И тогда все происшествия вспомнились быстро и отчетливо. Появление Лаврентия, домогательства нахала, выстрел; а что ужасное произошло потом, отчего его жена покоится на столе, беспомощно раскинув руки? Старик натужился, пытаясь отстранить Лаврентия и подняться. Но лесничий умирал. Никаких сил у него уже больше не было. Взгляд, на минуту засветившийся злобой и ненавистью, помутился. “Ивлита умерла?” – простонал он, заметив, что слезы Лаврентия падали ему на лицо и стекали, мешаясь с его слезами. “Нет, спит”, – отвечал Лаврентий.
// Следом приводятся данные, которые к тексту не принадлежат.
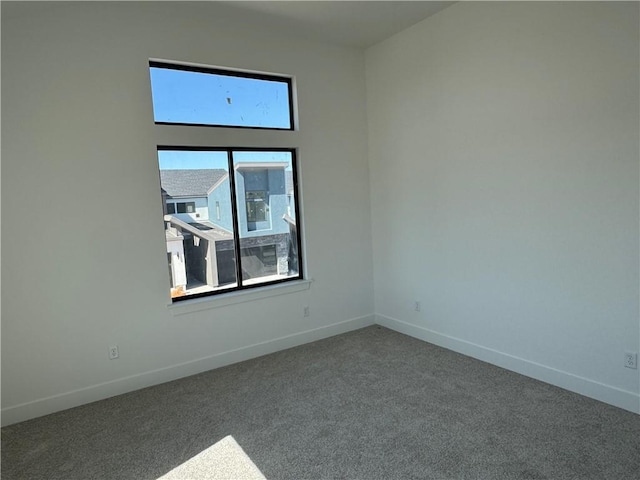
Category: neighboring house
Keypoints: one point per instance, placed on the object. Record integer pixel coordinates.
(199, 224)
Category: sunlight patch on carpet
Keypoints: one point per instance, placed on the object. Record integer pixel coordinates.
(224, 460)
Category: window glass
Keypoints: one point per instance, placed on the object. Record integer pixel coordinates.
(202, 250)
(266, 223)
(199, 96)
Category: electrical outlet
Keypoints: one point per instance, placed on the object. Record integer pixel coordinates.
(631, 360)
(113, 352)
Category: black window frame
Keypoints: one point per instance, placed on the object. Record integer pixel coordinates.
(235, 217)
(230, 73)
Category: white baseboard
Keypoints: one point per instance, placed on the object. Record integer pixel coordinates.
(82, 396)
(589, 388)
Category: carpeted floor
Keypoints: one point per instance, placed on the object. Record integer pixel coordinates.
(370, 404)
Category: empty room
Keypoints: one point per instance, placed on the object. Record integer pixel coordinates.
(303, 240)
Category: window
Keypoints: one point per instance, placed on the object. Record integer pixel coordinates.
(186, 207)
(205, 96)
(256, 206)
(231, 218)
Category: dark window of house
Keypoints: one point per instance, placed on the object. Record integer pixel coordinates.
(256, 206)
(192, 95)
(186, 207)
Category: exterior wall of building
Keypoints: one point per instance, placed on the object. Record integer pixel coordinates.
(221, 197)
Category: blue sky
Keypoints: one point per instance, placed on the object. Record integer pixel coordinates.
(181, 96)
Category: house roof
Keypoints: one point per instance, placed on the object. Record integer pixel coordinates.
(190, 183)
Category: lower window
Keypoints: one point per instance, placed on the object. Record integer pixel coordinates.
(231, 218)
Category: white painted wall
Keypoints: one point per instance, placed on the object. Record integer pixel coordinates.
(77, 124)
(503, 144)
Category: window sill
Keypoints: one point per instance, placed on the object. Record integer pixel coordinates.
(216, 301)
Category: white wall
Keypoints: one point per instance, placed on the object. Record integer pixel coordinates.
(503, 144)
(77, 124)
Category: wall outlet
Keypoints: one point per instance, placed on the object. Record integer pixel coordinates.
(631, 360)
(113, 352)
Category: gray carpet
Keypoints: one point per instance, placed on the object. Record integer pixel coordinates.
(370, 404)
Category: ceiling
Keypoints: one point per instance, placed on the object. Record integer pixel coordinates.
(357, 24)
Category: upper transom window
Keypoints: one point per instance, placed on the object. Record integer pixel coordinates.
(190, 95)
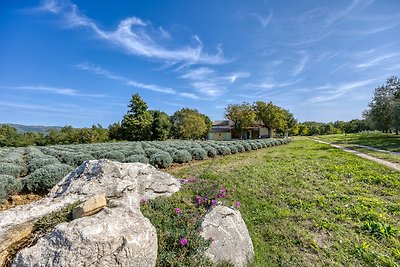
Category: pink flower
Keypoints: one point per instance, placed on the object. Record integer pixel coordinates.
(183, 242)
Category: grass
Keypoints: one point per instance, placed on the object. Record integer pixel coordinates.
(386, 141)
(305, 204)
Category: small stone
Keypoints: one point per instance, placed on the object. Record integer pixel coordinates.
(231, 241)
(16, 199)
(90, 206)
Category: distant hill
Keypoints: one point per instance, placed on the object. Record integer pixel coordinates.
(32, 128)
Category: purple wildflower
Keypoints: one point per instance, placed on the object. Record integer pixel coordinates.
(183, 242)
(199, 199)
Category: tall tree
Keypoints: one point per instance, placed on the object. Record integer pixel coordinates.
(290, 122)
(189, 124)
(161, 125)
(242, 115)
(382, 110)
(136, 124)
(271, 115)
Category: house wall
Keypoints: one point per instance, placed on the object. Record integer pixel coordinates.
(220, 136)
(263, 132)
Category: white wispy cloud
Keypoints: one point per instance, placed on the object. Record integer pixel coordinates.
(53, 90)
(300, 67)
(209, 82)
(129, 82)
(331, 92)
(34, 107)
(95, 69)
(320, 23)
(264, 20)
(370, 62)
(137, 37)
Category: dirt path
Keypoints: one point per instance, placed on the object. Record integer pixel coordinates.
(391, 165)
(377, 149)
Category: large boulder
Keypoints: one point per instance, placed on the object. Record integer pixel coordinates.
(124, 185)
(115, 236)
(230, 239)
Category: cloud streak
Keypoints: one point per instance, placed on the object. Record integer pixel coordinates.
(53, 90)
(208, 82)
(331, 92)
(137, 37)
(97, 70)
(300, 67)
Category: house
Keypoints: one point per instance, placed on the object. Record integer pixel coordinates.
(221, 130)
(225, 130)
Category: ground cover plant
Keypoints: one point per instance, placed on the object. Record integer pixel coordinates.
(308, 204)
(38, 169)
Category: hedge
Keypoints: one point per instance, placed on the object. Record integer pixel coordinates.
(161, 159)
(46, 177)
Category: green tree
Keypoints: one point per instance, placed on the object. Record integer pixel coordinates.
(242, 115)
(136, 124)
(382, 110)
(161, 125)
(189, 124)
(8, 135)
(115, 131)
(271, 115)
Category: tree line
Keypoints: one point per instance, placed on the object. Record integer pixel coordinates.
(138, 124)
(270, 116)
(383, 112)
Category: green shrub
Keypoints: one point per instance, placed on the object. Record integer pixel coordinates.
(181, 156)
(246, 146)
(240, 148)
(113, 155)
(97, 153)
(223, 150)
(8, 185)
(151, 151)
(233, 149)
(46, 177)
(37, 163)
(138, 150)
(137, 158)
(198, 153)
(253, 146)
(171, 150)
(74, 159)
(211, 152)
(12, 169)
(161, 159)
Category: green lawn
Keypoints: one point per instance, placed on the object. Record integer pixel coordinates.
(305, 204)
(390, 142)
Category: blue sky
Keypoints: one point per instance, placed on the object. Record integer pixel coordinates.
(78, 62)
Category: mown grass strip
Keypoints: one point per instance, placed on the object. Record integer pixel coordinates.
(308, 204)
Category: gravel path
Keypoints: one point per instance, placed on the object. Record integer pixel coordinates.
(377, 149)
(394, 166)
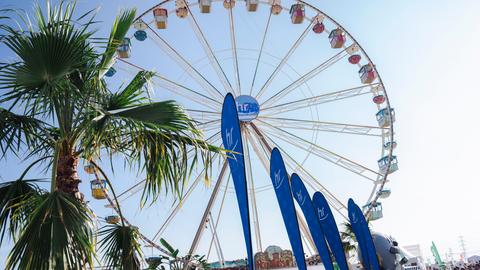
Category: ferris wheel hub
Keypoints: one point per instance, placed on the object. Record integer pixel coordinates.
(247, 108)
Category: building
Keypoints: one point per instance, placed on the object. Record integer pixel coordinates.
(274, 257)
(414, 255)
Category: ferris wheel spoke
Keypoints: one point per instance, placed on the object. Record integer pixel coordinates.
(217, 221)
(323, 153)
(295, 166)
(234, 52)
(253, 200)
(210, 203)
(320, 99)
(290, 123)
(186, 92)
(177, 207)
(209, 52)
(260, 52)
(185, 65)
(284, 61)
(305, 77)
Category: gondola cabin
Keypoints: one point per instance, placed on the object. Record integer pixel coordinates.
(379, 99)
(140, 35)
(161, 17)
(337, 38)
(114, 219)
(385, 117)
(318, 28)
(110, 72)
(89, 168)
(205, 5)
(388, 145)
(228, 4)
(367, 73)
(99, 189)
(276, 9)
(124, 49)
(354, 59)
(153, 262)
(182, 12)
(252, 5)
(140, 25)
(384, 193)
(383, 163)
(297, 13)
(376, 211)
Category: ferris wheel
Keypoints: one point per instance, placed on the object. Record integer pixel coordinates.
(301, 83)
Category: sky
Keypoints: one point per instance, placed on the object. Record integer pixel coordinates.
(426, 52)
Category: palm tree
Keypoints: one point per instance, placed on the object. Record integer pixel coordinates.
(55, 111)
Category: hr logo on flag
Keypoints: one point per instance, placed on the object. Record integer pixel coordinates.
(301, 198)
(321, 214)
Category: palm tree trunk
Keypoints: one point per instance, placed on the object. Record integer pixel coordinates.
(67, 179)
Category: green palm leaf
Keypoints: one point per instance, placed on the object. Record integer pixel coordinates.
(12, 212)
(119, 30)
(120, 246)
(17, 131)
(58, 235)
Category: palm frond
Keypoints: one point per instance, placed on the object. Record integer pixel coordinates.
(17, 131)
(131, 95)
(121, 247)
(58, 235)
(47, 54)
(119, 30)
(13, 211)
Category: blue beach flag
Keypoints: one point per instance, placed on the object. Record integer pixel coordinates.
(232, 140)
(281, 184)
(329, 227)
(363, 235)
(303, 199)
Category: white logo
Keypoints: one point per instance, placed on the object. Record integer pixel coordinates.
(354, 218)
(229, 136)
(278, 179)
(321, 214)
(301, 198)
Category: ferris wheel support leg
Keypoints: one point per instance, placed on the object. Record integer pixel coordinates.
(302, 224)
(201, 227)
(216, 241)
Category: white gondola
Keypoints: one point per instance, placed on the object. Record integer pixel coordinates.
(124, 49)
(228, 4)
(161, 17)
(297, 13)
(385, 117)
(376, 211)
(205, 5)
(276, 7)
(384, 193)
(252, 5)
(383, 164)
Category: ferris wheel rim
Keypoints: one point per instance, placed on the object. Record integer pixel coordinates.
(374, 196)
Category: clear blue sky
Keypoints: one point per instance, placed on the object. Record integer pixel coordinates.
(426, 52)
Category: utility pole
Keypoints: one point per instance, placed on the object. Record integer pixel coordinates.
(463, 248)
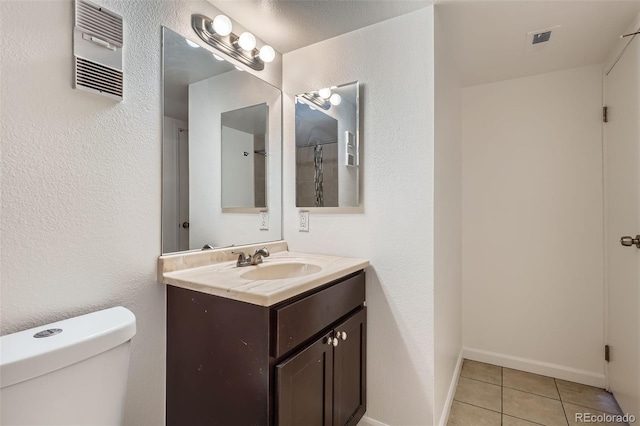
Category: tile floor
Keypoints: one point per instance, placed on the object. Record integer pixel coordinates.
(491, 395)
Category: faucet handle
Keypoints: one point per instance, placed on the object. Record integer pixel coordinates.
(243, 259)
(263, 251)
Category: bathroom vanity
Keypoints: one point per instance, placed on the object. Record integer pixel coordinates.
(265, 350)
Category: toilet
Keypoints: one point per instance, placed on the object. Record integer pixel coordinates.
(71, 372)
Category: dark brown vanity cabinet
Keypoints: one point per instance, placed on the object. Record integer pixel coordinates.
(324, 384)
(300, 362)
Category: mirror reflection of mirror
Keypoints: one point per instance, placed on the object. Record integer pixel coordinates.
(244, 133)
(327, 147)
(201, 90)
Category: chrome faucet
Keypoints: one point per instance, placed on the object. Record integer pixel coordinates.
(256, 258)
(258, 255)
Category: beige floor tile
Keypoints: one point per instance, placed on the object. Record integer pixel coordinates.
(528, 382)
(480, 394)
(587, 396)
(481, 371)
(534, 408)
(467, 415)
(572, 410)
(512, 421)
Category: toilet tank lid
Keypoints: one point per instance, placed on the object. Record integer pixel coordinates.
(23, 356)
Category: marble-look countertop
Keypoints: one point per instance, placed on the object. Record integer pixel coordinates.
(223, 278)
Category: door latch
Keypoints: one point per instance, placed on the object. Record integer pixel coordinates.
(630, 241)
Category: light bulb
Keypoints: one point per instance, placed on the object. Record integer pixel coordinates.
(324, 93)
(247, 41)
(267, 54)
(222, 25)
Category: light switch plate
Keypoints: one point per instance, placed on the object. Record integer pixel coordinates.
(304, 222)
(264, 221)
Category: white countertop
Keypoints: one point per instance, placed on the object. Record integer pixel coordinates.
(224, 278)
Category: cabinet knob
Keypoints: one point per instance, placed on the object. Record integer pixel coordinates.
(333, 341)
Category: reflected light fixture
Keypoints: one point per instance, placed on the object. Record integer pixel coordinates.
(325, 93)
(267, 54)
(218, 33)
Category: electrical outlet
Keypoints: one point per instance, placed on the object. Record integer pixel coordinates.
(304, 222)
(264, 221)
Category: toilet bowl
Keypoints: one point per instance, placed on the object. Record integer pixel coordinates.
(71, 372)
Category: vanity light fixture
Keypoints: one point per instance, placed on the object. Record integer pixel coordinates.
(313, 99)
(222, 25)
(247, 41)
(218, 33)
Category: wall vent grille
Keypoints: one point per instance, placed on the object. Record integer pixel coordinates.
(99, 79)
(96, 21)
(97, 50)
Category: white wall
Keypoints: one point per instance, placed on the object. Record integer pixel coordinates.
(81, 181)
(208, 224)
(532, 223)
(395, 231)
(448, 223)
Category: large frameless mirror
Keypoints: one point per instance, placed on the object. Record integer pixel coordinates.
(328, 147)
(222, 139)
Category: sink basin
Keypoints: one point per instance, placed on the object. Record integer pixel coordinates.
(278, 271)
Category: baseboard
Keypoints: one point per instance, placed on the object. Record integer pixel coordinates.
(367, 421)
(537, 367)
(444, 418)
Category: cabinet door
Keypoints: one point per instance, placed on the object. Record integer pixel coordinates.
(350, 370)
(304, 387)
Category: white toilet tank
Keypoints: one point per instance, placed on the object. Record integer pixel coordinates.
(76, 376)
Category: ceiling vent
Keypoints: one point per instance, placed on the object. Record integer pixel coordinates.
(544, 40)
(541, 37)
(97, 50)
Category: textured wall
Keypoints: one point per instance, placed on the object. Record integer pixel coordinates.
(532, 219)
(448, 221)
(81, 181)
(395, 231)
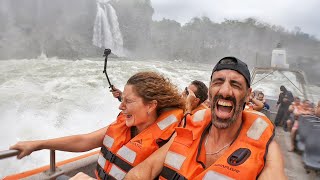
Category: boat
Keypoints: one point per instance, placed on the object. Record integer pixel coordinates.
(84, 163)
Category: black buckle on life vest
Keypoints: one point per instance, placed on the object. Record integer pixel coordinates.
(171, 174)
(110, 156)
(103, 175)
(239, 156)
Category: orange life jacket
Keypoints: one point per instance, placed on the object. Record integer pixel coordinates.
(120, 152)
(244, 159)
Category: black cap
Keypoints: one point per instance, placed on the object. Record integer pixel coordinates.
(233, 64)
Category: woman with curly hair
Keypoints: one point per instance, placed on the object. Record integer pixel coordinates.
(151, 108)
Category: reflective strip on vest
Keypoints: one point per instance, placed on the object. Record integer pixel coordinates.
(101, 161)
(215, 175)
(127, 154)
(108, 141)
(174, 159)
(257, 128)
(167, 122)
(199, 115)
(116, 172)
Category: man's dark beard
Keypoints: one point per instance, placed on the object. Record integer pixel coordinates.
(225, 123)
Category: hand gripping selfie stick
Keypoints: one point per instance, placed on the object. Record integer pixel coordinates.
(105, 54)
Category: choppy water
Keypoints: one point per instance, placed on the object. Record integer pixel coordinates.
(46, 98)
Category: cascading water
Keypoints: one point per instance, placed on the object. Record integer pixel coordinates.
(106, 31)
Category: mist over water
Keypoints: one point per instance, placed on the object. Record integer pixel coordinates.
(46, 98)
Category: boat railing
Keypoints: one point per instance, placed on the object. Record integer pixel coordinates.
(52, 172)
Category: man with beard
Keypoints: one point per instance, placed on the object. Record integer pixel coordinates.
(222, 142)
(195, 94)
(284, 101)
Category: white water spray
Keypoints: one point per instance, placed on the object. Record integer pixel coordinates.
(106, 31)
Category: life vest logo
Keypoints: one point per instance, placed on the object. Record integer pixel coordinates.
(137, 143)
(239, 156)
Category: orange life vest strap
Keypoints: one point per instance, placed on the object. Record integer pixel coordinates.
(171, 174)
(113, 158)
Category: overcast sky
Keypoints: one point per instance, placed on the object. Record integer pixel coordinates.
(286, 13)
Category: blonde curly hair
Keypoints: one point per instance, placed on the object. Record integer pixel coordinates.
(153, 86)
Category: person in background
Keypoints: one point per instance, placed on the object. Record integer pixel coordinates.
(261, 98)
(284, 101)
(151, 108)
(223, 142)
(303, 109)
(294, 107)
(254, 103)
(317, 110)
(195, 94)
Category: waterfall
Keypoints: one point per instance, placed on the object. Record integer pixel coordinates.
(106, 31)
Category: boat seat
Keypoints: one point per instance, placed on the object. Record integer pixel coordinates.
(311, 155)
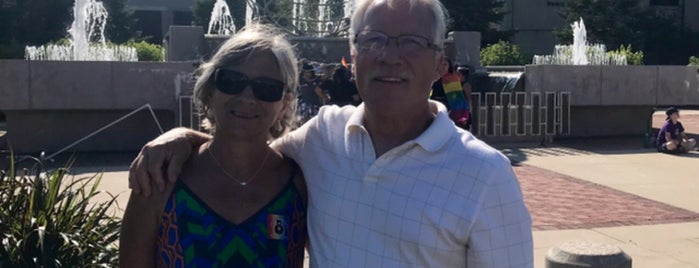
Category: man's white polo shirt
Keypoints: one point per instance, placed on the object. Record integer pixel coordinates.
(444, 199)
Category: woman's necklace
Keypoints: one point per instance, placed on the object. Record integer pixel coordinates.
(242, 183)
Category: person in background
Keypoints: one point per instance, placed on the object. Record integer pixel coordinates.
(237, 202)
(311, 96)
(464, 73)
(449, 84)
(671, 137)
(391, 182)
(342, 89)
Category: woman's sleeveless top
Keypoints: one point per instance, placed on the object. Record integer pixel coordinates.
(193, 235)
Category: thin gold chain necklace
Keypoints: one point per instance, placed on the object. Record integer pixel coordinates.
(242, 183)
И тогда сознание отходившего снова разожглось от присутствия девушки. Не Ивлита ли была причиной его несчастий? Не из-за нее ли он заживо похоронил себя? Обрек на злокачественное соседство? Не ее ли охраняя выстрелил и слишком переволновался? А она поднесла гостю серебряный рог, разделила с вором любовь, здесь, рядом… Блядь, негодница. “Бери ее, – сообщал старик Лаврентию, – бей, мучь, такого благородного тела не сыщешь, – но потом: – Подыми меня, Лаврентий, подведи к Ивлите, дай в последний раз посмотреть на нее, неправду сказал, проститься хочу, и по-хорошему…”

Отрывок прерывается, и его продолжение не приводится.